By Zak Hall - English Grammar

“They were asking where we’re going.”

It is pretty remarkable the amount of times that you see native speakers making errors with these words.

In the world of autocorrect and light-speed communication, it can be a real issue for those with large thumbs. Many an error needs to be corrected when instant messaging or texting.

For English learners however, this can be a case of genuine confusion. The words have similar appearances. We’ll clear it up for you in the following article so that you are under no illusion as to which one is which.

Now, pay attention here.

The differences are subtle but also extremely important to know. Failure to get these right will cost you in an exam, a negotiation or maybe even in terms of professional reputation. English speakers are expected to know the differences between these words and to use them correctly.


We’re” is used as a contraction of “we are”. It is a lot easier to use the shortened form rather than writing out the full form over and over again. It is also more natural to speak using the contracted form and you will often see native speakers speaking in this fashion.

Here are some examples of when you would see “we’re”:

“I am glad that we’re finally speaking again.”

“She wanted to check that we’re doing okay.”

We’re going on holiday this summer.”


Where” is used to discuss the location of something. More often than not, you would use it to ask a question about where something is or you would use it in a sentence discussing location.

Here are some examples:

Where are we going tomorrow?”

“It’s over there where the library was built.”

Where do you like to eat?


“Were” is used to talk in the past tense.

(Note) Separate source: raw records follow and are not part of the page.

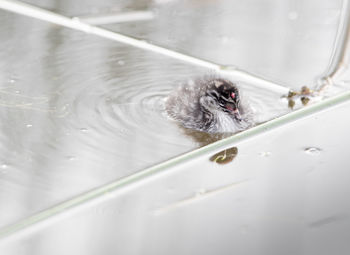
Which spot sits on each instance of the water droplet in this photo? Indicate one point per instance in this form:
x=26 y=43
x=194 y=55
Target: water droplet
x=225 y=39
x=312 y=151
x=265 y=154
x=200 y=192
x=84 y=130
x=293 y=15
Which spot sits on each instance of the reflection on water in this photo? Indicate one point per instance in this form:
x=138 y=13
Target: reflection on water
x=225 y=156
x=79 y=111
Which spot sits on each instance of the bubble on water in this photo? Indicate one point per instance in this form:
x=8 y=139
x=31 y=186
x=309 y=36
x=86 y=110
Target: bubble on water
x=265 y=154
x=225 y=39
x=312 y=150
x=200 y=192
x=293 y=15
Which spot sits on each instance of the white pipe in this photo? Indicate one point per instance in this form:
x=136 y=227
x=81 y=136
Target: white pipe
x=76 y=23
x=117 y=17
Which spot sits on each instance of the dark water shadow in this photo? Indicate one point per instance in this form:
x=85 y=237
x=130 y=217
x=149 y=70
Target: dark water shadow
x=203 y=139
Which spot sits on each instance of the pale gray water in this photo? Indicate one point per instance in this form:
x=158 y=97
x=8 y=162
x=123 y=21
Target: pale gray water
x=78 y=111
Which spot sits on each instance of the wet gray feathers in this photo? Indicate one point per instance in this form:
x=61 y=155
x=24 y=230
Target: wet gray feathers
x=184 y=105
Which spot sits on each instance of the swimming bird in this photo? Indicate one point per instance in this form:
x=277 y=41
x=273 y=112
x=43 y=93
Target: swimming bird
x=210 y=104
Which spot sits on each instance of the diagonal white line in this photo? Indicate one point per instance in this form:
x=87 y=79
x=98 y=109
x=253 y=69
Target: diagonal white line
x=75 y=23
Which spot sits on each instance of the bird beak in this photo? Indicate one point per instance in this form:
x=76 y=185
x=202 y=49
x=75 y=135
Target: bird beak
x=237 y=114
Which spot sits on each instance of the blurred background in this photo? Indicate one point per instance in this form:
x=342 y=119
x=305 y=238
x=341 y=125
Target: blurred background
x=91 y=164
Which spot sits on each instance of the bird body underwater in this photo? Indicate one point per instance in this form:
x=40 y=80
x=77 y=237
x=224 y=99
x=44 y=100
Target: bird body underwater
x=210 y=104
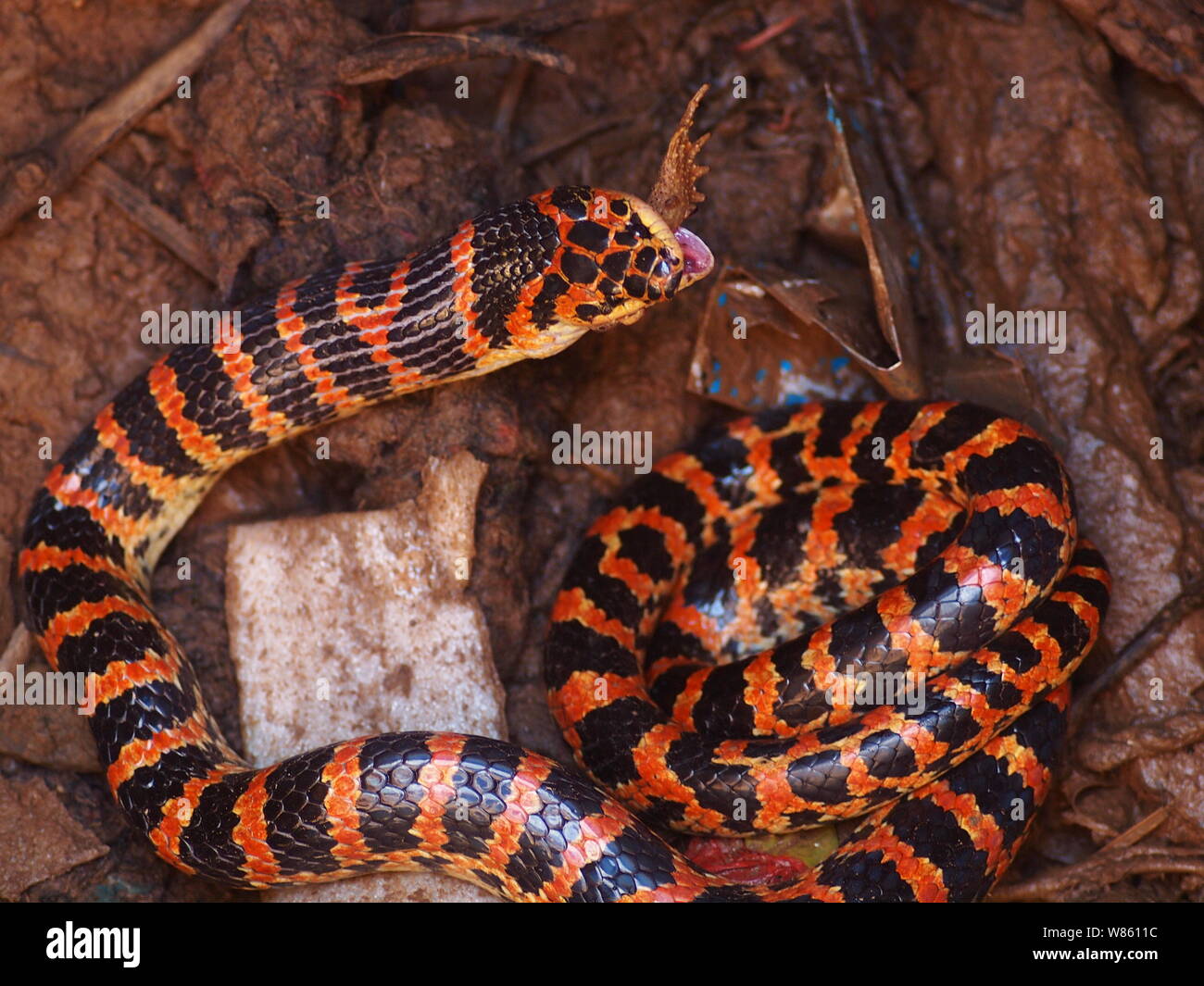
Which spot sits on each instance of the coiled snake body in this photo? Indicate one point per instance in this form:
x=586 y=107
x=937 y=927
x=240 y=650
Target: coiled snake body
x=947 y=529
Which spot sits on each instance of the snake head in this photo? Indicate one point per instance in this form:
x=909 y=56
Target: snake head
x=617 y=256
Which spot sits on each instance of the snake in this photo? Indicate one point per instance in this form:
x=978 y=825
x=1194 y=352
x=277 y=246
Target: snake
x=721 y=656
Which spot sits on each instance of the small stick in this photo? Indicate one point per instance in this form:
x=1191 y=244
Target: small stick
x=71 y=152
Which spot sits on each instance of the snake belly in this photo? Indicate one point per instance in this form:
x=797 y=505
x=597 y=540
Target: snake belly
x=987 y=595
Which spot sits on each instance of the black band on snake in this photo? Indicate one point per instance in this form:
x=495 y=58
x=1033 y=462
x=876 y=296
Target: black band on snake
x=706 y=650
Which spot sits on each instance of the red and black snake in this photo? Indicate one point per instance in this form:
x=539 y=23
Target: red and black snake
x=949 y=531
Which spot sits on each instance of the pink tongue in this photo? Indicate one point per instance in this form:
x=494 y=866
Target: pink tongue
x=698 y=259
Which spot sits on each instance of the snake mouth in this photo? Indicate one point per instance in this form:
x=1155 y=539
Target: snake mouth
x=698 y=259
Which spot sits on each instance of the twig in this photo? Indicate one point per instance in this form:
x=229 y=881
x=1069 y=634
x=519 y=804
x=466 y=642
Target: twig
x=938 y=275
x=160 y=224
x=1136 y=649
x=1102 y=869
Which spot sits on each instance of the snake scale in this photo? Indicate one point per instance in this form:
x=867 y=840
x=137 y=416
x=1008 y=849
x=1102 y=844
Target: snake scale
x=706 y=649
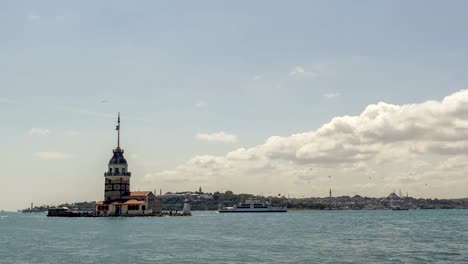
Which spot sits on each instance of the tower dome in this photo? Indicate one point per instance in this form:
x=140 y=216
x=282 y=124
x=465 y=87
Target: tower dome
x=118 y=157
x=117 y=176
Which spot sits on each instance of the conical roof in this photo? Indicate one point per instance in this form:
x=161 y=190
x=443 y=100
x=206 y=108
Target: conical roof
x=118 y=157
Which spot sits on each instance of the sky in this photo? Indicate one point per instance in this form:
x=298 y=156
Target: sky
x=272 y=97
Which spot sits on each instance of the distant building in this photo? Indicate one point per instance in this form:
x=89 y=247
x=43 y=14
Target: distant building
x=118 y=199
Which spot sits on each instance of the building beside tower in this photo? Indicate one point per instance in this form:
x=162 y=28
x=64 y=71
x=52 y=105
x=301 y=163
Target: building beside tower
x=119 y=200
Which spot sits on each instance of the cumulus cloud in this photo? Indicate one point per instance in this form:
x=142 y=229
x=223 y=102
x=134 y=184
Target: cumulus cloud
x=296 y=71
x=331 y=95
x=52 y=155
x=73 y=132
x=217 y=137
x=200 y=104
x=34 y=17
x=376 y=148
x=39 y=132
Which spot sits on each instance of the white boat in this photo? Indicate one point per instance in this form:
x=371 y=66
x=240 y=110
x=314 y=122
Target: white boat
x=253 y=206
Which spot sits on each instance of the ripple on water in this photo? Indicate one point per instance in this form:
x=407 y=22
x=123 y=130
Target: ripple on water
x=296 y=237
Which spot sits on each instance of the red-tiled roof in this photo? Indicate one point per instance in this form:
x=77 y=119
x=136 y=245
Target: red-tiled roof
x=139 y=194
x=133 y=202
x=123 y=202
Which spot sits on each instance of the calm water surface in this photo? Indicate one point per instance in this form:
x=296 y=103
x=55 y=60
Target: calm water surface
x=418 y=236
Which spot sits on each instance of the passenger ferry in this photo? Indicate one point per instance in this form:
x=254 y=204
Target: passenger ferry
x=253 y=206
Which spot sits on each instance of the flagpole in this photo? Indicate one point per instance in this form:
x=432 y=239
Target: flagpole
x=118 y=132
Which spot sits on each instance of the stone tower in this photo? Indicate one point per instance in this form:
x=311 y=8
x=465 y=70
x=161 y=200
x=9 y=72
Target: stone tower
x=117 y=177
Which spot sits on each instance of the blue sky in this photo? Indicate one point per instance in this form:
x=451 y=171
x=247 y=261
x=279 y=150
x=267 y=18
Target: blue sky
x=253 y=69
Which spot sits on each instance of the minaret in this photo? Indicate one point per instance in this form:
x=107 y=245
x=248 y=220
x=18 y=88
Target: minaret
x=117 y=177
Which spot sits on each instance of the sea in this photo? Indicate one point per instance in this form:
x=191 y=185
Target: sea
x=384 y=236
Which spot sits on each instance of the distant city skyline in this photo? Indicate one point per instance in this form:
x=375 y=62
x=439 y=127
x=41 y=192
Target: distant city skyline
x=258 y=97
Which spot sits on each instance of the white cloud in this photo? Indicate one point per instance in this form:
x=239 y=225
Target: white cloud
x=331 y=95
x=217 y=137
x=200 y=104
x=296 y=71
x=73 y=133
x=52 y=155
x=378 y=146
x=39 y=132
x=34 y=17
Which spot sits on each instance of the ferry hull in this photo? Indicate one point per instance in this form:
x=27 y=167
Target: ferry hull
x=254 y=211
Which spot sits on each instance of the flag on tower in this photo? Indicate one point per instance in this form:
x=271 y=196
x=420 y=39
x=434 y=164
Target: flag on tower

You can use “were” as a second person singular, a second person plural or even in the subjunctive form of “to be”.

Here are some examples:

Second person singular: “You were going to the bank yesterday.”

Second person plural: “They were at the park.”

Subjunctive: “If it were cheaper, I would’ve bought it.”

It is easy to see from each of these words that they are extremely different. Thus, it is important to make sure you are using the correct word for the correct situation.

Arguably, the most important factor comes down to the different definitions but if you are ever in doubt, you can pronounce the words out loud.

The words all have completely different sounds.

In a way, this can make it even easier to separate them when writing. Try to read your writing aloud after the sentence is complete and check if you are conveying the correct message.

As stated in the introduction, the similar spelling of the words can be enough to mix anybody up. Native speakers regularly write these with mistakes in the heat of the moment. The important part is checking over anything and everything that you write, particularly as an English learner.

So, go away and practice these regularly. You should be working on perfecting your English wherever possible.

To practice, take the three words and put them into sentences. Each time you get the usage correct, you can move on to a different situation with different context. This type of exercise will ensure that you feel comfortable in any possible encounter.